Additional Scenes (6:24 w/Play All) is a collection of two substantial deleted scenes that can be viewed either separately or together via a 'Play All" selection
- Going Through the Guilty Stage (1:25) features Crystal and her friends at her apartment discussing developments in her relationship with Mary's husband and her new gig as a soap opera actress
- Who Are You, Mary? (4:58) Greatly extends the scene where Mary and Leah share a joint at the health getaway to include a story beat where Sylvia drives up to see her to apologize for her part in some gossip that was printed about her which leads in to a disastrous attempt by a reconciliatory-minded Mary to call her husband.
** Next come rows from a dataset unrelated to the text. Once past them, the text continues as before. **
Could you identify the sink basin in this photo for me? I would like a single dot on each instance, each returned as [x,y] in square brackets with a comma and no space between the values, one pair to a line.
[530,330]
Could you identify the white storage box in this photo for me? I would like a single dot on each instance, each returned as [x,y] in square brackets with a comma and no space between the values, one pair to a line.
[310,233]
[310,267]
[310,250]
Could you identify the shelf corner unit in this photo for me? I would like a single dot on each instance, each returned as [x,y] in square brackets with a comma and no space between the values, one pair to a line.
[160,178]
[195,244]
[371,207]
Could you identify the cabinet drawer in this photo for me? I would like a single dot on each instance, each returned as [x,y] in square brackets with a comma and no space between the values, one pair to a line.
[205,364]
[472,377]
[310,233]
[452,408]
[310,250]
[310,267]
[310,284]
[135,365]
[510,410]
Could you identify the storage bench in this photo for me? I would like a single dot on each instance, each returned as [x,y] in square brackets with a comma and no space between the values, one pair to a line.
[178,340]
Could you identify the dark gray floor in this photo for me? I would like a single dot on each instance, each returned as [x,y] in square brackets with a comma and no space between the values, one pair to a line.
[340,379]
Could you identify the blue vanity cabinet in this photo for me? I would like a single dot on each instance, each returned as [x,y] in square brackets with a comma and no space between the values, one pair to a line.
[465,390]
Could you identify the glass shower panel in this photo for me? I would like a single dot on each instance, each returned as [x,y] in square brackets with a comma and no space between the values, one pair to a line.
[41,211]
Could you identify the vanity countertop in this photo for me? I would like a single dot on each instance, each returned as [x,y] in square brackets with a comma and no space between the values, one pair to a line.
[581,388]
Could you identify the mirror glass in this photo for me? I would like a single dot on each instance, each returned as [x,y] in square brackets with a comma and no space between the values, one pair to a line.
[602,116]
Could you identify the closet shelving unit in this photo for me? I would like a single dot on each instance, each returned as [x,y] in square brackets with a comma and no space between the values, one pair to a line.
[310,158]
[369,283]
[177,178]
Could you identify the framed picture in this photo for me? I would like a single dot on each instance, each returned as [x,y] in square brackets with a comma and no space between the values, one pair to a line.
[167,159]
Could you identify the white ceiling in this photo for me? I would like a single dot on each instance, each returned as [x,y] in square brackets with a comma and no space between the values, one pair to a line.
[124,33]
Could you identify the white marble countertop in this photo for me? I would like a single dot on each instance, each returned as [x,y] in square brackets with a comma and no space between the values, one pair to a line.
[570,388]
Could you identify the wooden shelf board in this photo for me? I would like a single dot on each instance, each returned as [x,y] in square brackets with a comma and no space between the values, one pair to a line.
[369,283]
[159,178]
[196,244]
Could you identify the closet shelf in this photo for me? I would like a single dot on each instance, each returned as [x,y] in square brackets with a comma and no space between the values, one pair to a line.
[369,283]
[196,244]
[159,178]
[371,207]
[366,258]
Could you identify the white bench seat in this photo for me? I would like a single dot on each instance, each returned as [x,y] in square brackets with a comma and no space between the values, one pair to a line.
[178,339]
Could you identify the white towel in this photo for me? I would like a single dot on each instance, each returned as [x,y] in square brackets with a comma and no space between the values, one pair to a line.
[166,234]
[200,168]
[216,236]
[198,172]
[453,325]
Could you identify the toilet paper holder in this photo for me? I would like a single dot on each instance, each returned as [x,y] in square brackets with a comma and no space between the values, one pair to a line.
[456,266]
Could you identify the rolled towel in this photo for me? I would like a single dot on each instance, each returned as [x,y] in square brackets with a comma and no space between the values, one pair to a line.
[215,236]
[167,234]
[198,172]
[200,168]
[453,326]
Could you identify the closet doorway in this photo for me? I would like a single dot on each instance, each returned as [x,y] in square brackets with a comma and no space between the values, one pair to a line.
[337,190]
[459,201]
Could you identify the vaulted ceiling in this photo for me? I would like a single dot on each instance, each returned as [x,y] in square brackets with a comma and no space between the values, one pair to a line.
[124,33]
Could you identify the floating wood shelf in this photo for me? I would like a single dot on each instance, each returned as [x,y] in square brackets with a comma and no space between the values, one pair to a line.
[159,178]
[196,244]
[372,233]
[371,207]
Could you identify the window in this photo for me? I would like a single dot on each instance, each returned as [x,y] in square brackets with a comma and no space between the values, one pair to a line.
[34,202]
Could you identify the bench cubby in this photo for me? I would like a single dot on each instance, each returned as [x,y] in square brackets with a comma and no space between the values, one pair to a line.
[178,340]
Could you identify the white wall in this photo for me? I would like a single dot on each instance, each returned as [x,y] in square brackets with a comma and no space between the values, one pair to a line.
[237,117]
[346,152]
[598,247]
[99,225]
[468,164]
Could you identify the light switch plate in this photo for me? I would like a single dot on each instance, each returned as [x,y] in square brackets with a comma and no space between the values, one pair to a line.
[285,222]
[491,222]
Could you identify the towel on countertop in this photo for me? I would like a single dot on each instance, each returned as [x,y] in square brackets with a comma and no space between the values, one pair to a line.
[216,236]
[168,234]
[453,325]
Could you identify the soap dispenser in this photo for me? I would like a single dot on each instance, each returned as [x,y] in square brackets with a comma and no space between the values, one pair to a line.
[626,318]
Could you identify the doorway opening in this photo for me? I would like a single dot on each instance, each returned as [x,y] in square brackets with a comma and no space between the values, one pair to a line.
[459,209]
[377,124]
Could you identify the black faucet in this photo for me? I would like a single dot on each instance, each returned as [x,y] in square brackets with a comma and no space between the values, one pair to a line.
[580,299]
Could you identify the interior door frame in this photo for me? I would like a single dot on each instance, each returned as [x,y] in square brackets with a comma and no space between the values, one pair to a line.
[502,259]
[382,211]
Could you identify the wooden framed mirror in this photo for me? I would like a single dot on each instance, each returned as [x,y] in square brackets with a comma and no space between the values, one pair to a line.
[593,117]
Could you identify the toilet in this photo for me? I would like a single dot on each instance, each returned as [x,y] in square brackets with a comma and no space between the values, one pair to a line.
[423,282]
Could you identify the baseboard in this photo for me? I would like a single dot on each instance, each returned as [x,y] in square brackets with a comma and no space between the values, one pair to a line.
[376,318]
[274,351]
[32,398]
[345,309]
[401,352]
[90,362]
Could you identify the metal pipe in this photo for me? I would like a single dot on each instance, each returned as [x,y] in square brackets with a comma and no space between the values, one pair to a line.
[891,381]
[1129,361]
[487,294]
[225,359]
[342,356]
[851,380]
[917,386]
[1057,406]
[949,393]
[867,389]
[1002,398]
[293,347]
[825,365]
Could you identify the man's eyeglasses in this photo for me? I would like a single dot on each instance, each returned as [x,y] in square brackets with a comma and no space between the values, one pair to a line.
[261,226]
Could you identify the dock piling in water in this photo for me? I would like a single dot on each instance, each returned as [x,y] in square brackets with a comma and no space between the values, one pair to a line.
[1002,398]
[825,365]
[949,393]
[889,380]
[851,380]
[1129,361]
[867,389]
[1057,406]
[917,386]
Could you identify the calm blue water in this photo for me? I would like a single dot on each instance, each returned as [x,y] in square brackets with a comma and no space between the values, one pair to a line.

This scene might have helped the film since in the final cut, Mary's forgiveness of Sylvia for the gossip incident seems so immediate and abrupt that one wonders why the incident was included.
Packaging
The double sided single layered DVD-10 disc is packaged in a standard Amaray case with a cover image that is as poorly photoshopped as it is heavily airbrushed. The 16:9 enhanced widescreen and reformatted 4:3 versions of the film are the only differences between the disc sides, which otherwise repeat identical promos and extras. An insert to the case offers an access code to download a reduced price digital copy for Windows XP/Vista PCs and Windows "Playsforsure" compatible portable devices.
Summary
Despite an impressive all-female cast, Diane English's modern updating of The Women miscalculates by dialing down the cattiness of its theatrical and cinematic predecessors without replacing it with anything as sharp or witty. It is presented on DVD with a bit-starved encoding that will not present well on large displays and a good rendering of the unambitious theatrical sound mix. Extras are modest, with the highlight being two substantial deleted scenes.